At these times, I know that she’s tired and needs to sleep, but I think it’s difficult to know whether “forcing” her to go to sleep is the right way. I know that if I tirelessly lay her down, put the blanket on her and leave the room, she will eventually go to sleep – but am I by doing this reducing her chances of learning to tell us when she wants to go to sleep? Will she learn to sleep only when we tell her to? What will happen when she reaches the “terrible twos”?
Juul seems to be of the opinion that it’s better to listen to the child’s signals and never force him or her to go to sleep. So what, he writes, if the child is more tired somedays because he or she wants to play instead of going to sleep? Don’t we, he asks, sometimes prefer to go to bed later every now and then, even if we are very tired the day after? Put this way, it’s hard to argue with him.

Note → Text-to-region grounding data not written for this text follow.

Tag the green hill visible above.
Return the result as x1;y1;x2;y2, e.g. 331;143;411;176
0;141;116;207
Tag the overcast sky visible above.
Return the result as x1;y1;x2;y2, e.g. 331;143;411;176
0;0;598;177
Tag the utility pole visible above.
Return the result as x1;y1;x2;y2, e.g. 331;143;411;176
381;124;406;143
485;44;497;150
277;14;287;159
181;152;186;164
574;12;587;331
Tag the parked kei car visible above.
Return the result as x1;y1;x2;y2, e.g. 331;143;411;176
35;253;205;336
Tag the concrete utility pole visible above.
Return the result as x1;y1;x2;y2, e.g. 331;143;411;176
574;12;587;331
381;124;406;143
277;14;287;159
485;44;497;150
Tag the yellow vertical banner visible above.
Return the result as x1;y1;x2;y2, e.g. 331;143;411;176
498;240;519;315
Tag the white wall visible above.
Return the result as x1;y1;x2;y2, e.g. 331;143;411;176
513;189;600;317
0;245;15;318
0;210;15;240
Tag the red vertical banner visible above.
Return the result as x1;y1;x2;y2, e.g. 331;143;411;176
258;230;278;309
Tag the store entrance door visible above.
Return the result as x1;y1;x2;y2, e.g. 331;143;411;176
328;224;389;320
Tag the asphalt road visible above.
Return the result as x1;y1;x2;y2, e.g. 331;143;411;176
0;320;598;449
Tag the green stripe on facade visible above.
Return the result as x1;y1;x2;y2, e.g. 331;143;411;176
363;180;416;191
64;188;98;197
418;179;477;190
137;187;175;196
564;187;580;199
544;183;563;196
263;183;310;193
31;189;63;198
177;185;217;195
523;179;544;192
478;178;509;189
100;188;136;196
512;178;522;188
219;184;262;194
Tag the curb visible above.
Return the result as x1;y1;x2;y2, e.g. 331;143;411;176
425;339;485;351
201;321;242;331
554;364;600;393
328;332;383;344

In books about children, the advise most often is to go the tireless way, following a procedure that Juul perhaps would dismiss as mechanic: let the child cry for 3-5 minutes, then go and tuck him or her in, after which you leave the room. Repeat as necessary. We’ve used this procedure to “teach” Elvira to go to sleep by herself, without either of us parents by her side – and it worked.
Juul’s way can be seen (if you’re an advocate of the latter method) as waiting until the child is so tired that it nearly falls asleep among the toys, so that he or she can be carried to bed without resistance. But then, of course, you would have overlooked his fundamental idea that children want to cooperate, and that any resistance is a signal to be respected.
Then again, with a ten-month-old that only understands a handful of words and can’t respond with words, it’s hard to, as Juul suggests, regard the signals as invitations to discussions where both sides of the matter are heard, and you find a plausible solution together.
I think, however, that the two approaches aren’t incongruous: the 3-5 minute scheme applies as long as you don’t feel you’re forcing your child into something he or she doesn’t wants (unless you realize that his/her desires is in violent conflict with his/her needs, in which case I suppose you’ll try again as non-coercively as possible).
Some months ago, as a response to something I wrote at the time, I got the URL of the Taking Children Seriously movement website from Rajesh Babu. I browsed some of their articles today and the one about sleep problems contained some controversial suggestions. ––– I’ll have to go now.